Each Jekyll post starts with front matter identifying it, for example:

---
title: "Migrated to Jekyll"
date: 2018-04-13
author: matt
layout: post
image:
  path: /assets/images/headers/2018-04-13-jekyll-migrate.png
  thumbnail: /assets/resized/480/images/headers/2018-04-13-jekyll-migrate.png
categories: tech
tags: hosting, server, wordpress, blog, website
---

This tells Jekyll what the title, date and other information about the post is. The problem I ran into was I wanted to consolidate my images into one folder, the "/assets/images" folder but my old posts had images in their old WordPress folder "/wp-content/upload/year/month/ or blogger folder. Pretty easy fix for one or two posts, go in and change the front matter path location for the image and copy the images to the new folder. But I have about 50 posts, going through each one seems a bit tedious.

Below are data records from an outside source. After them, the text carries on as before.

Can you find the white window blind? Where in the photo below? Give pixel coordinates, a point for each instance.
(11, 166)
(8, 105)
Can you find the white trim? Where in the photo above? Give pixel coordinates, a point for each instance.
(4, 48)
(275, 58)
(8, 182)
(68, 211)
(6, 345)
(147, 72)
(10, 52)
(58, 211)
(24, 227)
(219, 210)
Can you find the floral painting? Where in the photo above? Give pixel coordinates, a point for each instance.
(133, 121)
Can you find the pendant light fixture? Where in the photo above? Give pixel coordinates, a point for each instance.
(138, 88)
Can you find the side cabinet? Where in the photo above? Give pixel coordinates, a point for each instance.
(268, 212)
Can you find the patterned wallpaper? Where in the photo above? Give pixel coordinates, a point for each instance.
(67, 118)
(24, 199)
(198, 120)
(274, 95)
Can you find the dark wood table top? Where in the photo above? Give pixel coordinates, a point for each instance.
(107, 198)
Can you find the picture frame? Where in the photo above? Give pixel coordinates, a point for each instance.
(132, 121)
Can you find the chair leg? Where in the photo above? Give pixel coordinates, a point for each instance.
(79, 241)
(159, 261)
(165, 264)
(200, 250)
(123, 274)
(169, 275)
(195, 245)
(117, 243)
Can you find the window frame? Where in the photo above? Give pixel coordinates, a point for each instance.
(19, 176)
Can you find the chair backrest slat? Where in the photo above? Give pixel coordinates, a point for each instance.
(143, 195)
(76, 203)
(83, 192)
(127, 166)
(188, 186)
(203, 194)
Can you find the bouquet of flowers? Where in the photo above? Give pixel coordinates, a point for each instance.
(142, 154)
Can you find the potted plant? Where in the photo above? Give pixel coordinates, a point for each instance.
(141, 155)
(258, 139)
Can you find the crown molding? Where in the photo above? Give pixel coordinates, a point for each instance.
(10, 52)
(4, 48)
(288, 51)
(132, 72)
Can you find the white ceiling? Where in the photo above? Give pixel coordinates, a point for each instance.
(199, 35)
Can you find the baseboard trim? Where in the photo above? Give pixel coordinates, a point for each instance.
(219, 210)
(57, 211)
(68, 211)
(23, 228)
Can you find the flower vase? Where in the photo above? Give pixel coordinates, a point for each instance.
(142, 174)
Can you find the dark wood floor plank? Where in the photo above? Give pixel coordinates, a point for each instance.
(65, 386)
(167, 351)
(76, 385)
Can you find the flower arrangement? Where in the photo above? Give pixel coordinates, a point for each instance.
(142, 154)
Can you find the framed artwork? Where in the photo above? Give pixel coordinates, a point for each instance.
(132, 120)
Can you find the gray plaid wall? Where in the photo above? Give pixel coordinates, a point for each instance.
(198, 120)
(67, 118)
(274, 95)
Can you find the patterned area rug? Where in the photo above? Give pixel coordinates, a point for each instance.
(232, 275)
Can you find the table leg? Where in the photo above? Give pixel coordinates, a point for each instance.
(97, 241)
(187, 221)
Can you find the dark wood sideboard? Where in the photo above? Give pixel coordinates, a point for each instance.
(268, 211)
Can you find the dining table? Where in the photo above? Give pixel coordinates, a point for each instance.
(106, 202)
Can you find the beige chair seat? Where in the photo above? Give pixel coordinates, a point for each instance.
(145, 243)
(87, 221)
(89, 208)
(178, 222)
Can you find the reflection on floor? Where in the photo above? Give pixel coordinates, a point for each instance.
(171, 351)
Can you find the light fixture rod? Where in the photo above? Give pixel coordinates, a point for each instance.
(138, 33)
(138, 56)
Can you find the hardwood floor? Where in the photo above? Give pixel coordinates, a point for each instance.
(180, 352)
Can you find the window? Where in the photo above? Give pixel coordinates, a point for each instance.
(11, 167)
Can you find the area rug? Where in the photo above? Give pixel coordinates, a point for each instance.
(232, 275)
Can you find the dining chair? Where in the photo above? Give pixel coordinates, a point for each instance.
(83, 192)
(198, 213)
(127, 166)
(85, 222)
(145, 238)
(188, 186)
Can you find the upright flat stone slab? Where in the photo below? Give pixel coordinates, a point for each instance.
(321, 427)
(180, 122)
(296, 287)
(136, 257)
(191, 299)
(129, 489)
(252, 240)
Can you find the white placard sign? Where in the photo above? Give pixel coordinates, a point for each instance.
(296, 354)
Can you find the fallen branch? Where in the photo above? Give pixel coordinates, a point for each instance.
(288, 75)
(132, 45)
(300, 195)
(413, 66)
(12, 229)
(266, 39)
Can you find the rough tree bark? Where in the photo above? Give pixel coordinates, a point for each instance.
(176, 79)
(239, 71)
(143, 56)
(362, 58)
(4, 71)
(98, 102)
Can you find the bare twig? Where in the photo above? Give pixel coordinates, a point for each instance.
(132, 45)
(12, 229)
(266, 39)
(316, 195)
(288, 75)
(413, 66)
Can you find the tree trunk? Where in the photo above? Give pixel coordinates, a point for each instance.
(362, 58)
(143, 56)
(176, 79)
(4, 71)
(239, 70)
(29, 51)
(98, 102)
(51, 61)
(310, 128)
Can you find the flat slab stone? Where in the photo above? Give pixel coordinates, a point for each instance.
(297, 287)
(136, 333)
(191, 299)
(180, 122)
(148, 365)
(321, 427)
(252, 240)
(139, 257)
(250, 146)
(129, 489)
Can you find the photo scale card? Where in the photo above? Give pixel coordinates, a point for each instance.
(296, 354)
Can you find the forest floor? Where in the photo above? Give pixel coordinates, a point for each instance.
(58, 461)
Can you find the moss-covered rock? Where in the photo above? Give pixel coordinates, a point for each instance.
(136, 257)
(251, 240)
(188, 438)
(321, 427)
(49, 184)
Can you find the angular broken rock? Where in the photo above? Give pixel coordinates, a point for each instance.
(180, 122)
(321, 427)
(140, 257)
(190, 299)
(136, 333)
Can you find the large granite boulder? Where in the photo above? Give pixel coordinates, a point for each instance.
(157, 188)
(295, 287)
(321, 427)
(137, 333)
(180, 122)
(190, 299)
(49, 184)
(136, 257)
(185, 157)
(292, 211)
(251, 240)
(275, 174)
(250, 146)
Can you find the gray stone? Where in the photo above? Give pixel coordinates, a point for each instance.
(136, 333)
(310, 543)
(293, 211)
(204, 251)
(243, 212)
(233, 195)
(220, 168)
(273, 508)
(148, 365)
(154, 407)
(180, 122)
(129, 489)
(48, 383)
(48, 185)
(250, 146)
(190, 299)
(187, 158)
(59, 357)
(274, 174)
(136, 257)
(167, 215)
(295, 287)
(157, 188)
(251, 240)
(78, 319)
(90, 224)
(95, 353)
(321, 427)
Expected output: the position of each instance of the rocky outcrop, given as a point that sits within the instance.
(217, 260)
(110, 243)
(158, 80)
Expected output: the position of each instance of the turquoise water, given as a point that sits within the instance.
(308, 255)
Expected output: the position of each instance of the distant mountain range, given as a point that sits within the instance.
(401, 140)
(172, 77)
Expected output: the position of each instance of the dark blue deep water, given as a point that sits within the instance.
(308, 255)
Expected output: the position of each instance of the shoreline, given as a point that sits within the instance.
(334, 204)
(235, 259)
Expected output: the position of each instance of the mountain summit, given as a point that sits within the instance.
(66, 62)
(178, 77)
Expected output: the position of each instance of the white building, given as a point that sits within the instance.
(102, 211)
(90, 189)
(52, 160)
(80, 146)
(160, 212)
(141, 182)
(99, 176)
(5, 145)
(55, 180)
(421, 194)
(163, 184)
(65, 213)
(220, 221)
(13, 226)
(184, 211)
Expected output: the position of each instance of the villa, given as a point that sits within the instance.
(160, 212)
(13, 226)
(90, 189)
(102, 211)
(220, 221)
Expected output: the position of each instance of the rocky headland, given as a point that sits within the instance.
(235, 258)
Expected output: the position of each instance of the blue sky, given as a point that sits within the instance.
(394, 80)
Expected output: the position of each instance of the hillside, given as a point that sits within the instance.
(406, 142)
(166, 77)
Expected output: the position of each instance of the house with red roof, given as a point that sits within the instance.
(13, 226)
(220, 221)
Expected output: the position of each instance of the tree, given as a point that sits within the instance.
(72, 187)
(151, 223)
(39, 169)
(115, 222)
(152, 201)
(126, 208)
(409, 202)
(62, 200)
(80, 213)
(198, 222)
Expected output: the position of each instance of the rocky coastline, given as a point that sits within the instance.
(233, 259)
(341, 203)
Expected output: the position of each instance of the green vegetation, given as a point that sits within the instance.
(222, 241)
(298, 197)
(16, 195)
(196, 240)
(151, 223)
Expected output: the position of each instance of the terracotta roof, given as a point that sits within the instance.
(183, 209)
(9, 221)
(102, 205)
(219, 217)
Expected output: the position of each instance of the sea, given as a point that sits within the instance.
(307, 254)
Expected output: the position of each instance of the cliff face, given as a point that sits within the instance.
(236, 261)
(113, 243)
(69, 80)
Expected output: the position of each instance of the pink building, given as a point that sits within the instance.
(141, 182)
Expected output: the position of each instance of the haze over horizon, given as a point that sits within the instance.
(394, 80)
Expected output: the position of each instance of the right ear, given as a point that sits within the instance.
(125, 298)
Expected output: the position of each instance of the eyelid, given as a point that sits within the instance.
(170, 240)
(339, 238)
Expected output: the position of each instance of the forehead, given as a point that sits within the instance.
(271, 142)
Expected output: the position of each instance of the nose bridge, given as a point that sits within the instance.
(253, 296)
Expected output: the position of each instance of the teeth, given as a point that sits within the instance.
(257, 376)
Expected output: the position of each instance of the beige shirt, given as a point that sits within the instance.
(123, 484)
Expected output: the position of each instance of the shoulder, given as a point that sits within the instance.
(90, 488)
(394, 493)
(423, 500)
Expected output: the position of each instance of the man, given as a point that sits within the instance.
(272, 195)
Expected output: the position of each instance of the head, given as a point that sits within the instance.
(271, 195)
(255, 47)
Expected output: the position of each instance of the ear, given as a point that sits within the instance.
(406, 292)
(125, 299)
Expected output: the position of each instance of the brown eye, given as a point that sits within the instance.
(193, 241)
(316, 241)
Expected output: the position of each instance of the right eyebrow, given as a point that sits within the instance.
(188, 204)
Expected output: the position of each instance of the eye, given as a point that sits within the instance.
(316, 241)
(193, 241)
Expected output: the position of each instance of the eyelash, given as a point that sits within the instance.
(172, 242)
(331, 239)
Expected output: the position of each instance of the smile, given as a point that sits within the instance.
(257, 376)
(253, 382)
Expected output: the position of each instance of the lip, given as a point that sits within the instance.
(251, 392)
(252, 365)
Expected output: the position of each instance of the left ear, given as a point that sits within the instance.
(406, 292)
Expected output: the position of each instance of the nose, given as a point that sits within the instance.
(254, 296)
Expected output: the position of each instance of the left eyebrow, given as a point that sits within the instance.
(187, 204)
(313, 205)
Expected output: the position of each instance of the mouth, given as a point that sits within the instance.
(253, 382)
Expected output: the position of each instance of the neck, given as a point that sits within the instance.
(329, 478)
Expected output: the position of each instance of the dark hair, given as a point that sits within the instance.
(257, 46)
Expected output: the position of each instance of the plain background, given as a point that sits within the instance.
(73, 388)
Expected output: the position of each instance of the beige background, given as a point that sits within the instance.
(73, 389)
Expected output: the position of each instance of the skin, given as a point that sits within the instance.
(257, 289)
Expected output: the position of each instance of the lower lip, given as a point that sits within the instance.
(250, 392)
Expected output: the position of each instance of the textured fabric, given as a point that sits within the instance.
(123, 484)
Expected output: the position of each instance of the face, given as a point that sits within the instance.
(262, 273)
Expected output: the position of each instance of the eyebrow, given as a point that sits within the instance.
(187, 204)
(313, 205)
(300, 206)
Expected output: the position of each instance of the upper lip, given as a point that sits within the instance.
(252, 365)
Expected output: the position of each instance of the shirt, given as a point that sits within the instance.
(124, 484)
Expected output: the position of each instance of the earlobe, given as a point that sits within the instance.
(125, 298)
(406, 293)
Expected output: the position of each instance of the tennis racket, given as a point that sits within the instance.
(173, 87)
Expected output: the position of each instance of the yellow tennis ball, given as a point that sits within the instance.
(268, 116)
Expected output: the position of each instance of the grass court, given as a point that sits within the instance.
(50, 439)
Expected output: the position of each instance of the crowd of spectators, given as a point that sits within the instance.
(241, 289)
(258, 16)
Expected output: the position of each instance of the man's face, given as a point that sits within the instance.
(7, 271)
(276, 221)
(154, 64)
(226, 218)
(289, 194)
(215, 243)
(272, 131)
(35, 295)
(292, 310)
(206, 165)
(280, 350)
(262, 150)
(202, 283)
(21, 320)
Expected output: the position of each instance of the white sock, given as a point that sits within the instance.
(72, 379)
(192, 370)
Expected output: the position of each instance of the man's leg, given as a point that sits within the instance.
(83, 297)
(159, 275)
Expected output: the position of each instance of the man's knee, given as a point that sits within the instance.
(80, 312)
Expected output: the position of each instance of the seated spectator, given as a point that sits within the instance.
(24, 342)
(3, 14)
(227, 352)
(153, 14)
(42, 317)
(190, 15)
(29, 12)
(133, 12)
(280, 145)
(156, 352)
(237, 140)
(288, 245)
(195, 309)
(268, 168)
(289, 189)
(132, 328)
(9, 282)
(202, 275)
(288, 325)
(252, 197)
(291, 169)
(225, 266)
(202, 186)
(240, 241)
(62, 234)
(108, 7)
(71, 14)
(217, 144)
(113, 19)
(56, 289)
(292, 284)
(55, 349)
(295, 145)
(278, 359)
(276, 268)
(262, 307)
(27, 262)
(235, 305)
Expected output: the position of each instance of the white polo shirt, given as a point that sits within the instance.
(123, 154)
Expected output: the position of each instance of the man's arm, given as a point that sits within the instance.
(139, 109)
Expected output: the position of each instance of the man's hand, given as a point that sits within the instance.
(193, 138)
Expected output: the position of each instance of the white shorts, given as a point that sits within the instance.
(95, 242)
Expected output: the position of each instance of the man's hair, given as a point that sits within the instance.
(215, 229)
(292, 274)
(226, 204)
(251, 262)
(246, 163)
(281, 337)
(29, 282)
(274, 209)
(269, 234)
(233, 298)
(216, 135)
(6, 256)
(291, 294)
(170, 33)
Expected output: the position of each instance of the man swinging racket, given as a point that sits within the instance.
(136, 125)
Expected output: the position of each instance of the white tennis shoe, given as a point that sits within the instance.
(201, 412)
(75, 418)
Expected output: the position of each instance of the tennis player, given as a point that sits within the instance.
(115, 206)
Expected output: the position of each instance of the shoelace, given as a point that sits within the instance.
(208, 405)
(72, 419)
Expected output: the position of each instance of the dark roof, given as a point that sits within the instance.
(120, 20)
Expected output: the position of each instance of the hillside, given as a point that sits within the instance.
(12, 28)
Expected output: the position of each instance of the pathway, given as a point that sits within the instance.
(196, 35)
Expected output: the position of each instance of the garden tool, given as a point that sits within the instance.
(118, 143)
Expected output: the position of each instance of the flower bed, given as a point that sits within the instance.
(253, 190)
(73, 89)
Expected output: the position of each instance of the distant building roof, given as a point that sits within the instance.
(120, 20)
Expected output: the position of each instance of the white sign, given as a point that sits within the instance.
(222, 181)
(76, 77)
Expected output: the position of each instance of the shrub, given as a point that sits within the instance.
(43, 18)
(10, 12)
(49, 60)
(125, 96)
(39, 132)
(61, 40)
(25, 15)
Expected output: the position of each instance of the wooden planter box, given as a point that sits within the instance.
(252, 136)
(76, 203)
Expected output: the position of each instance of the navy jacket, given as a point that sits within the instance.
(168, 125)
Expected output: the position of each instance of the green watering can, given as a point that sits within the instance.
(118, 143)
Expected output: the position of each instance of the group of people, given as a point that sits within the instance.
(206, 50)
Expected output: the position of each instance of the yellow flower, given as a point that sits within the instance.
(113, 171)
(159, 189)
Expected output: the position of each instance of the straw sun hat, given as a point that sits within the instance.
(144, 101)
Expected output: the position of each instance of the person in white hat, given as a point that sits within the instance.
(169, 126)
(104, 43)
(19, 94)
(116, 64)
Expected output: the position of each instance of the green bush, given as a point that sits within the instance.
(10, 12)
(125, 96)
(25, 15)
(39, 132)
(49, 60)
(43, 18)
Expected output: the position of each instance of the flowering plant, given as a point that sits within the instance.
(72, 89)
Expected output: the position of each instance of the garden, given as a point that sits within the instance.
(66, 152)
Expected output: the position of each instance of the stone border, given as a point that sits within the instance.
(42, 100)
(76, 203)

Enter python, a programming language that’s great for things like this. Rather than my fix last week, which involved some command line magic, editing multiple lines in multiple files seemed like an easier task to accomplish with python.

It took some tinkering but I ended up with a nice little program, here is the relevant part:

tomove = open("tomove", "w")
tomove.write("#!/bin/bash \n")

for x, files in enumerate(mdfiles):
    fullpath = os.path.splitext(files)[0]
    title = os.path.basename(fullpath)
    print(files)
    f = open(files, "r")
    nf = open((title + ".new"), "w")
    for line in f:
        if re.match("  path:(.*)", line):
            origpath = line.replace("  path: /","")
            origpath = origpath.replace("\n","")
            ext = os.path.splitext(origpath)[1]
            tomove.write("cp " + origpath + " assets/images/headers/" + title + ext + "\n")
            nf.write("  path: /assets/images/headers/" + title + ext+ "\n")
        elif re.match("  thumbnail:(.*)", line):
            nf.write("  thumbnail: /assets/resized/480/images/headers/" + title + ext + "\n")
        else:
            nf.write(line),
    f.close
    nf.close

Basically what this does is open every file of a certain type in a directory, create a new file that I can run as a bash script that will copy the images to their new location, and it replaces the front matter lines path: and thumbnail: with the new location.

That should just about do it for setting up Jekyll, just some fine tuning left.